Stellar Structure and Evolution
Research Projects
AI-Powered Modeling of Stellar Atmospheres
In recent years a major effort was dedicated to collecting large data sets of high-quality spectra of stars in the Milky Way and to improving data analysis pipelines with machine learning and artificial intelligence. This allowed us to efficiently obtain atmospheric parameters and chemical abundances for hundreds of thousand of stars. However, less effort was dedicated to improving the stellar atmospheric models these analyses depend on.

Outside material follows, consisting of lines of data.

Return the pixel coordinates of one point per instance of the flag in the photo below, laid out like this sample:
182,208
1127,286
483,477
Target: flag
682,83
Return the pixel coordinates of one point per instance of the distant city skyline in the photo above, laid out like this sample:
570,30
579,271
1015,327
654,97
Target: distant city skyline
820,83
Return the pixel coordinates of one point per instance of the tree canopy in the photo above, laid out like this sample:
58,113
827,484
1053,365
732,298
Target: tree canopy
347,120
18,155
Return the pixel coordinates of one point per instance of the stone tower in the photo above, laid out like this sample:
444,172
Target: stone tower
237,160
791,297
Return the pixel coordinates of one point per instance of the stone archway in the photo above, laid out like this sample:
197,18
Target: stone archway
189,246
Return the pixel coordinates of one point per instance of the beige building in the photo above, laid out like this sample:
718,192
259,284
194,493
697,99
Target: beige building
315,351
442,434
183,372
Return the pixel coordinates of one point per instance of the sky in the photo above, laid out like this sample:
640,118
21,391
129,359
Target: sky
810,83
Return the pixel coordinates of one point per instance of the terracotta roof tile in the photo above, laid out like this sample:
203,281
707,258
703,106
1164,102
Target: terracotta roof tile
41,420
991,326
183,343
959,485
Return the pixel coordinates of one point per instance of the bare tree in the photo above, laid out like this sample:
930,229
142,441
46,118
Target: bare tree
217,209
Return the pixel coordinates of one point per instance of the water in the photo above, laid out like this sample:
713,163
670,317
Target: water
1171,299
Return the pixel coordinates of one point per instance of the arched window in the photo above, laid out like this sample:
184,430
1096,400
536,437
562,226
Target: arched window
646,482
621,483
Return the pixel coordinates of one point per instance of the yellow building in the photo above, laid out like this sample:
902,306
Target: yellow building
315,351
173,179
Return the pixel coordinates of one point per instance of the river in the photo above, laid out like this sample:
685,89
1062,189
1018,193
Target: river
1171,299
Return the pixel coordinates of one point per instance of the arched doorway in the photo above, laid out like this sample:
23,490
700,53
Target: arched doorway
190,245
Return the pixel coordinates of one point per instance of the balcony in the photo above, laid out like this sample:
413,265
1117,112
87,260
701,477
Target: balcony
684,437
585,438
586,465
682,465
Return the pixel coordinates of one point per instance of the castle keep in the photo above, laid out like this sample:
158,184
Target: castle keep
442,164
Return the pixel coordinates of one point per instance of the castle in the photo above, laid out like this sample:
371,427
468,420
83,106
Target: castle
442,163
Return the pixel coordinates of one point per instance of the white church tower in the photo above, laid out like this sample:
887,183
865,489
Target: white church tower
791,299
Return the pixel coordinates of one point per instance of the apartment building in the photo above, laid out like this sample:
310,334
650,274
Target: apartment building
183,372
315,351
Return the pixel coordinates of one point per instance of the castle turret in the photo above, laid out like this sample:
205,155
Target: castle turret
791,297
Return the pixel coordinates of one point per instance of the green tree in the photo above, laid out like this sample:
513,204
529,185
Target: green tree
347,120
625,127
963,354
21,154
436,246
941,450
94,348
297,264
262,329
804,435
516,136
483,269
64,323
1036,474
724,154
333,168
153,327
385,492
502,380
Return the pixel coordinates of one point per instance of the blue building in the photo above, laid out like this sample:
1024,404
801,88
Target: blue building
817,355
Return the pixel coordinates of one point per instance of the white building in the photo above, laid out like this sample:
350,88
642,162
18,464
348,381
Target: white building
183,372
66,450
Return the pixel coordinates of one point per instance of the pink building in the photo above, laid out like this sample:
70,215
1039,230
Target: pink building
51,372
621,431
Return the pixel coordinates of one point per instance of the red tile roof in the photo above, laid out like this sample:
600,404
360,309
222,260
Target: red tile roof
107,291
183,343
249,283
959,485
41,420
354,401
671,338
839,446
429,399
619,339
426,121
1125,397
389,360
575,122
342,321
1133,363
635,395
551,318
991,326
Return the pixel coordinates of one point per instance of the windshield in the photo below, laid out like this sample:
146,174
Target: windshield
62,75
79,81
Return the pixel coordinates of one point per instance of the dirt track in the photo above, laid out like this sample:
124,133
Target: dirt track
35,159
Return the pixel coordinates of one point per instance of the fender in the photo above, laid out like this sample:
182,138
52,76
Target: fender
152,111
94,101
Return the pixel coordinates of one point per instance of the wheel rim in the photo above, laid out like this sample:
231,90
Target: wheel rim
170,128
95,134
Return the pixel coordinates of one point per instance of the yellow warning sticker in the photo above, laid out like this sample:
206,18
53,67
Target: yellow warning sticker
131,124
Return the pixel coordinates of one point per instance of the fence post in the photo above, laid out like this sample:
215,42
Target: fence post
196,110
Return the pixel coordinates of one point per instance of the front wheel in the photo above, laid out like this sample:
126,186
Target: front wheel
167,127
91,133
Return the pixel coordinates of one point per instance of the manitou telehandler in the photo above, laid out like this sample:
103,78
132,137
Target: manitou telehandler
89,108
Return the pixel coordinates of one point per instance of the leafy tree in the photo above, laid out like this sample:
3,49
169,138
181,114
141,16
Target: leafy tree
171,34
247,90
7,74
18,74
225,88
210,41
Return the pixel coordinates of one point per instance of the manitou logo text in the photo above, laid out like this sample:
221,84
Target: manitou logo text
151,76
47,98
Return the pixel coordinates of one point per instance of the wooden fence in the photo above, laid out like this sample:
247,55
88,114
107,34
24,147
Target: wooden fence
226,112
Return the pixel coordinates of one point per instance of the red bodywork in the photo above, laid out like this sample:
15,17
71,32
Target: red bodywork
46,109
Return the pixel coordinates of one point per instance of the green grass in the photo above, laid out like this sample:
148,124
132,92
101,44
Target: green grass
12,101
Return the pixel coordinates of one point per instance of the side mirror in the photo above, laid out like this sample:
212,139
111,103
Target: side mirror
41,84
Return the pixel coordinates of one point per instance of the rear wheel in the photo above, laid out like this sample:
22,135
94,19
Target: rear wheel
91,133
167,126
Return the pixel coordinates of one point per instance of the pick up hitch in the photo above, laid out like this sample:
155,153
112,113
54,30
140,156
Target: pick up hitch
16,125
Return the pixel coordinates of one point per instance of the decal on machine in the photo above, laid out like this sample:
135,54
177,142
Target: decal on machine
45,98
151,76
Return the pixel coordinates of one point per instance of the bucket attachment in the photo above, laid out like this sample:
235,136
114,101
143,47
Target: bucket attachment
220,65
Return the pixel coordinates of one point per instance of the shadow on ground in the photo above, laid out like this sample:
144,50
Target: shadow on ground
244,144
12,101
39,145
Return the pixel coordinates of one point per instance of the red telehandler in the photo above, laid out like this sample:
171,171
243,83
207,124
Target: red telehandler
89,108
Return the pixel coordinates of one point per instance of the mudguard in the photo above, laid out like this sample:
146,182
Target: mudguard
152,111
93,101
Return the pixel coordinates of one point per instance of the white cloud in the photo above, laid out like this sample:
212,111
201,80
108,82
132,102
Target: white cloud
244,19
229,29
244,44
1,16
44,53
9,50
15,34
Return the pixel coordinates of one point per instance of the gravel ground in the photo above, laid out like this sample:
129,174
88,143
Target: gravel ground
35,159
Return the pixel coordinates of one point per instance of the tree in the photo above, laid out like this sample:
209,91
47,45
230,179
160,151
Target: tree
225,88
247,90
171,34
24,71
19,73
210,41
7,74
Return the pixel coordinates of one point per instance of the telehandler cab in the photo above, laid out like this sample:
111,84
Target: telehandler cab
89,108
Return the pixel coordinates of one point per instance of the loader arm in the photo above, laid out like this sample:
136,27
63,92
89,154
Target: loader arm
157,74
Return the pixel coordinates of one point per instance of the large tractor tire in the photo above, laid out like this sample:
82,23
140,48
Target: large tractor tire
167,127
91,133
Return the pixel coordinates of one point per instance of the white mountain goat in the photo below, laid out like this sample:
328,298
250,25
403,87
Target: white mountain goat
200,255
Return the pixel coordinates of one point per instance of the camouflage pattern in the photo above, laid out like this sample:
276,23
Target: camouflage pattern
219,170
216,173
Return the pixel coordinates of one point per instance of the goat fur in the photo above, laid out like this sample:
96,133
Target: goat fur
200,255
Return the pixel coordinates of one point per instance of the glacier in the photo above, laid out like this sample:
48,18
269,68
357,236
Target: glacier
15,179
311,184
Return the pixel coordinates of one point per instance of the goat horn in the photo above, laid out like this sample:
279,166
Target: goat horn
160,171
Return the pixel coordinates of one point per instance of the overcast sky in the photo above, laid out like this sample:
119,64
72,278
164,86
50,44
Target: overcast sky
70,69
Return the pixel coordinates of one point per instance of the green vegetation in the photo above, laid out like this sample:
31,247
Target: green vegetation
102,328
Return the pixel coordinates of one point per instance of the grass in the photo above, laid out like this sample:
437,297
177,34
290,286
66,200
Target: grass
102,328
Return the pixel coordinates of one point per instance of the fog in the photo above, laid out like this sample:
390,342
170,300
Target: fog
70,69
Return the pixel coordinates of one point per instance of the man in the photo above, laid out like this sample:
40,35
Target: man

The aim of this project is to improve the understanding of stellar atmospheres by using AI tools to improve the modeling of stellar atmospheres with current technologies.
People
The Gaia Benchmark Stars
Stellar spectroscopy is the technique to determine stellar parameters and chemical abundances of stars, and relies on the modeling of stellar atmospheres which are based on simplistic (therefore uncertain) assumptions. The Gaia Benchmark Stars are well-known stars from which information about their structure beyond the spectra can be obtained (interferometric and astrometric measurements). These stars have become the calibration pillars for Gaia and for its complementary spectroscopic surveys. At UDP we assemble them, observe them, perform high resolution spectroscopy, and assess the quality of lines in both the optical and the infrared spectral range.